Litigation Update - Summer 2006
In this issue:
Major Business Rulings from the U.S. Supreme Court's 2005–2006 Term
The Supreme Court’s 2005-2006 Term came to an end on June 29, 2006, when the Court announced its long-awaited ruling on the
legality of trial by military commissions. The Court’s last days yielded high profile opinions on congressional redistricting,
campaign finance, and the death penalty as well. The Supreme Court also decided numerous cases this past Term that will have
a significant impact on business interests in the marketplace. Most noticeable may be the rulings on antitrust and patent
law, both areas in which the Court appears to be increasing the number of cases it reviews. In addition, several cases this
Term will have a direct impact on employment practices. We analyze below the trends in these three areas. We also take a brief
look at some of the other significant business cases involving environmental regulation, securities law, banking, RICO, and
arbitration.
Trio of Antitrust Rulings Reversing Liability
By W. Stephen Smith
The Supreme Court addressed a range of antitrust issues this Term and, in each of three cases, reversed an appellate court’s
finding of liability. The trio of cases underscores the Court’s continuing focus on economic substance rather than legal formalism
in evaluating whether business conduct gives rise to the kinds of competitive effects that the antitrust laws proscribe.

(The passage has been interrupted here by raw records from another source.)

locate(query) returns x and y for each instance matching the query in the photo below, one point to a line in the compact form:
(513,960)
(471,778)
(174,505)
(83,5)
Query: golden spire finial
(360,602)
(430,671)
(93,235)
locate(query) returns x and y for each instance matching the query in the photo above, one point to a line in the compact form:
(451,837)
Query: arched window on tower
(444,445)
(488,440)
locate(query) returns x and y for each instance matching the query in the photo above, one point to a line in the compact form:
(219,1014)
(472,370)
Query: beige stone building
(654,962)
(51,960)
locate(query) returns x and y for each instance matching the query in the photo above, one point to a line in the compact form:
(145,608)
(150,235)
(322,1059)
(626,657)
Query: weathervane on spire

Click here to read the entire article.
A Significant Patent Ruling on Injunctive Relief
By Beth S. Brinkmann
Expectations were high this Term for the Court’s opinions on patent law. The opinions provided less guidance, however, than
anticipated.
The most watched case this Term in the patent area was eBay v. MercExchange, L.L.C., 126 S. Ct. 1837, where the Court unanimously, but narrowly, held that requests for injunctive relief against patent infringers
are not to be automatically granted. Rather, a plaintiff must meet the traditional four-factor test applied by courts when
considering whether to award permanent injunctive relief to a prevailing plaintiff, i.e., irreparable injury; inadequacy of legal remedies; balance of hardships; and the public interest. The Court ruled that the
Federal Circuit had erred in adopting a categorical rule that a permanent injunction should be denied in a patent case only
in the “unusual” case, but that the district court also did not properly apply the traditional test because it relied on “plaintiff’s
willingness to license its patents” and “its lack of commercial activity in practicing the patents” as sufficient to establish
that the patent holder would not suffer irreparable harm if an injunction did not issue. The Court stated that “traditional
equitable principles do not permit such broad classifications” and noted that some patent holders, “such as university researchers
or self‑made inventors, might reasonably prefer to license their patents” and “may be able to satisfy the traditional four‑factor
test.”
Click here to read the entire article.
Major Employment Rulings Tend to Favor Employees
By Seth M. Galanter
The Court this Term tended to rule in favor of employees in discrimination cases. In three cases alleging violations of Title
VII of the Civil Rights Act of 1964 (which prohibits discrimination in employment on the basis of race, religion, or sex),
the Court held that the lower court had improperly ruled in favor of the employer. In Ash v. Tyson Foods, Inc., 126 S. Ct. 1195, the Court held that a hiring officer’s use of the term “boy” to refer to African-American men may be evidence
of racial bias depending on context, inflection, tone, local custom, or historical usage. The opinion also confirmed that
the disparity in qualifications between selected and rejected job applicants can demonstrate that an employer’s explanation
was a pretext for discrimination.
Click here to read the entire article.
Business Cases to Watch for Next Term
By Brian R. Matsui
The Supreme Court already has granted review in 31 cases that will be heard by the Justices during the next Term of Court,
which begins on the first Monday in October 2006. There are at least a dozen business cases on the docket that are well worth
watching. Listed below are the questions presented by those cases for decision by the Court and, where available, the dates
on which the Court is scheduled to hear oral argument. The Court will grant review in additional cases beginning at the end
of September when the summer recess concludes.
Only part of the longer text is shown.